That's three to start -- anyone have anything to add?


----------



## Draguna (Jan 13, 2011)

Nice ones Ian. Mine won't match yours in style, but still, here goes mine: 

*21st Century Man knows and is confident about his sexuality, but not an ass about women's* -- Too often it seems that men can't walk the line between being a pushover and a complete **** in their sexuality. A man of this century knows and defends what he needs and understands and respects what women need.


----------



## unbelievable (Aug 20, 2010)

21st Century men reject old stereotypes of man as bread-winner or family protector. They are content to draw unemployment for two years and fold laundry while watching live combat footage from two wars, feeling no personal obligation to sign up. When their wives gets home from work, their houses will be clean and 21st Century men will proudly display their newest high Xbox score.


----------



## Halien (Feb 20, 2011)

21st Century Man is known for his integrity. It's not about rules, but more about doing the right thing, even when it's hard. Admits mistakes, but dusts his pants off and tries again.
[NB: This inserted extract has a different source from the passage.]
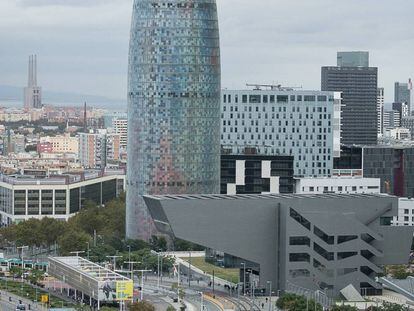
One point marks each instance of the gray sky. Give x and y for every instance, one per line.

Worries more about his own integrity than that of others, and stays true to it even if others are not there to see.

Too many times, we make the assumption that integrity must be sacrificed to move up in this world. The 21st Century Man doesn't accept this.


----------



## Runs like Dog (Feb 25, 2011)

Gary Cooper with a cell phone and a cookbook. Or something.


----------



## MEM2020 (Aug 23, 2009)

Great thread Ian.

21 century man needs to recognize the true power of physicality. Part of "acting" like a man comes from "feeling" like a man. And part of THAT is feeling fit and strong. 

21 century man needs to accept that EMOTIONAL toughness and resilience is essential. Part of that is recognizing that being somewhat emotionally reserved is very different than being dishonest. 




IanIronwood said:


> Just a bit of a lark, I guess. I've seen a lot of men lament the fact that we have "lost" our masculinity somehow, and while I don't necessarily disagree with that idea, I do think that the masculine ideal is up for re-definition for the 21st century -- post-industrial, post-feminist, post-Internet Porn.
> 
> So what I want from you fellas with big, hairy, greasy XY chromosomes is a listing of those traits you feel are essentially manly and should be preserved in a revalorized conceptualization of masculinity, and which should be jettisoned as outdated, archaic, and (most importantly) useless for the purposes of defining what a "real Man" looks like.
> 
> ...


----------



## Syrum (Feb 22, 2011)

Draguna said:


> Nice ones Ian. Mine won't match yours in style, but still, here goes mine:
> 
> *21st Century Man knows and is confident about his sexuality, but not an ass about women's* -- Too often it seems that men can't walk the line between being a pushover and a complete **** in their sexuality. A man of this century knows and defends what he needs and understands and respects what women need.


:smthumbup:


----------